Strawberries are easy to grow. You can plant them in your backyard if you have space or use containers if the area is limited.
It is easier to ensure your fruit is fresh and untreated if it is from your garden.
Harriet Nakabaale, a gardener at Camp Green says strawberries can be planted by seed or runners, although they do not grow well if planted by seed.
She explains that one can get a runner from its mother plant, dig a hole six inches deep and place the plant therein; but the soils should be well-drained and must contain compost manure.
The seed will germinate within three weeks and after a month, the plant will start bearing fruit.

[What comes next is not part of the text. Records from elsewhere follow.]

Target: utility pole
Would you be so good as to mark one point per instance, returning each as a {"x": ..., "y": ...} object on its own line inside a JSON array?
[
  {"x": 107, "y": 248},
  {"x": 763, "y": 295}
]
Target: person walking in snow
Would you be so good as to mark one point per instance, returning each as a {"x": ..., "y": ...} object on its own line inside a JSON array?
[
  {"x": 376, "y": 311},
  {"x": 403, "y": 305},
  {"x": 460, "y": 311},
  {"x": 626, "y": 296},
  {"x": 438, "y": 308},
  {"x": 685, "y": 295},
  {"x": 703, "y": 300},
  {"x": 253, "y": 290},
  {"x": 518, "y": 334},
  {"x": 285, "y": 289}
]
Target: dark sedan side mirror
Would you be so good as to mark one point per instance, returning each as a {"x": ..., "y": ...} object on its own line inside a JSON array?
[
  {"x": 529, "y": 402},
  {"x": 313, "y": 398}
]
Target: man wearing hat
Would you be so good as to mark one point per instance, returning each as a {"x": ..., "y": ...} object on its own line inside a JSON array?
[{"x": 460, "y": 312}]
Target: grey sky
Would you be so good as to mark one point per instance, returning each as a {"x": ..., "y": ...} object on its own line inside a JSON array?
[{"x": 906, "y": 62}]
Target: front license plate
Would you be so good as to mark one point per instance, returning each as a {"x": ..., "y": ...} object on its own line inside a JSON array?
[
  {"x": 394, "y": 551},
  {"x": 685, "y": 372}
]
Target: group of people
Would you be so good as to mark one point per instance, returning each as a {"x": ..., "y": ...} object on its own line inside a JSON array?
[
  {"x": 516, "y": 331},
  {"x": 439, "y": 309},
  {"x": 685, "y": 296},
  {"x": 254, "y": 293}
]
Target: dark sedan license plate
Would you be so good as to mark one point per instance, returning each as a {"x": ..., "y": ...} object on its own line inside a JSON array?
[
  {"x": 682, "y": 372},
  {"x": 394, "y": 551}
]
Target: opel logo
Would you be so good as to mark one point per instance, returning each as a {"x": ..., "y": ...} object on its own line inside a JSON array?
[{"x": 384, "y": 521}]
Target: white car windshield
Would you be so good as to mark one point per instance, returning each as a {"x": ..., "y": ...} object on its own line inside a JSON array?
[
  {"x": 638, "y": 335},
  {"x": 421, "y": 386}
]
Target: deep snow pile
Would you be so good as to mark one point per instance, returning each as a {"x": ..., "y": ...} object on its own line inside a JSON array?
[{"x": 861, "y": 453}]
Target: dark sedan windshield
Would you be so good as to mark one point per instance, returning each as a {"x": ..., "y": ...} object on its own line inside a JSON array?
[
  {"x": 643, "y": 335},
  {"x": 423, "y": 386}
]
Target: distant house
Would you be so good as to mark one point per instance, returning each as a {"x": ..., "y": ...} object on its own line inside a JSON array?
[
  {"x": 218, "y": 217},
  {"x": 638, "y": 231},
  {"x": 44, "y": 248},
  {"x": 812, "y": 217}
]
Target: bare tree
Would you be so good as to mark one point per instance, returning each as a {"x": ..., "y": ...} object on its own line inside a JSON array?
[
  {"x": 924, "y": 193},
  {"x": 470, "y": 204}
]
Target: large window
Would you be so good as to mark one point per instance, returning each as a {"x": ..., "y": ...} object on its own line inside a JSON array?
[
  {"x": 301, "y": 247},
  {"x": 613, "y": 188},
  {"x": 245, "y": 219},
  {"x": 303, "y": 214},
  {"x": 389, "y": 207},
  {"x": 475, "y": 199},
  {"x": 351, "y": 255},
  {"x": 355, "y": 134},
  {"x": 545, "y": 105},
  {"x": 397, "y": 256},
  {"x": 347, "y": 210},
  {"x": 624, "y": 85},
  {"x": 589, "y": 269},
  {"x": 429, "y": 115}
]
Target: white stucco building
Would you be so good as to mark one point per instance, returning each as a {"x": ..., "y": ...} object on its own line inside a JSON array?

“When fruits start to grow, remove the runners from the mother plant. This helps the fruits to grow healthily,” she says, adding that if not removed, they will feed on their mother, hence affecting the fruit quality and size.
Nakabaale says the strawberry plant should be watered two times a day, in the morning before the sun comes out and in the evening when the sun has gone down.
“Too much water will make the roots rot and if it is a rainy season, there is no need to water,” she advises.
Strawberry plants should be spaced to allow them to grow well. Nakabaale says a person with limited space can plant their berries in containers and hang them on their porch.
“This keeps the fruits from being eaten by animals,” she notes.
Weeding and harvesting
She explains that one can harvest strawberries at four to six months after blossoming.
But only harvest ripe berries (they will appear red in colour).
A strawberry garden should be weed free; remove the weeds using your hands. Mulching also keeps weeds away.
Pests and diseases
Strawberries are affected by slugs, spider mite, beetles, powdery mildew, which can be prevented by use of a pesticide.
Nakabaale says slugs ferociously attack berries, but one way to get rid of them is by mixing tap water with salt and spraying it on the slugs.
“To avoid affecting the plant, spray the slugs directly,” she advises.